Another example is the wearing of Native American headdresses. The issue is that the headdress is a highly ceremonial object that is not meant to be worn for fashion, but rather to show leadership and command. Meaning, when members of other cultures wear them to music festivals as a fashion accessory, it is highly offensive. Many are arguing that not being allowed to wear them is some form of discrimination, but that’s why appropriation is so insidious: members of the dominant culture do not understand how offensive they’re being, thus they often feel persecuted.
Thankfully, none of this will be a problem at Osheaga, but cultural appropriation is a growing trend globally that must be stopped. While the world is moving towards a more global culture, it is important to protect minority cultures from exploitation by the masses. Please sign here to commend Osheaga for doing their part to put an end to this despicable practice.
Dear M. Aubé,
I am writing to express my sincerest gratitude to you for banning the wearing of Native American headdresses at your festival. I understand that it has become increasingly popular in the festival scene lately and I thank you for standing against it.

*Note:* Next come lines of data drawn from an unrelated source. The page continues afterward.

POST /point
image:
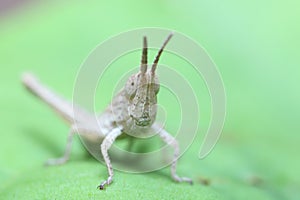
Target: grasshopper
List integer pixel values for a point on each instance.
(132, 111)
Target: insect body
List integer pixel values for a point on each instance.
(132, 111)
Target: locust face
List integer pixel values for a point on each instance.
(142, 88)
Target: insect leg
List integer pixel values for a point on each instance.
(170, 140)
(106, 144)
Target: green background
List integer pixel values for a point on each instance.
(255, 45)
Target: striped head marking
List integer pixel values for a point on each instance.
(142, 88)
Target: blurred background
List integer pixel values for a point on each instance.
(255, 45)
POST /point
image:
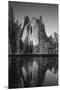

As you well know, since the onset of globalization, cultural appropriation has been running rampant. Dominant cultures have been cherry-picking parts of other cultures that they find edgy or interesting, and copying them wholesale, sometimes for alarming profits. Your decision to ban the headdresses will hopefully go a long way towards not only preventing offensive displays, but to spreading awareness about appropriation.
Thank you for taking a hard stand against something that is doing real harm to minority cultures when others would not and please continue to spread your message of cultural respect for years to come.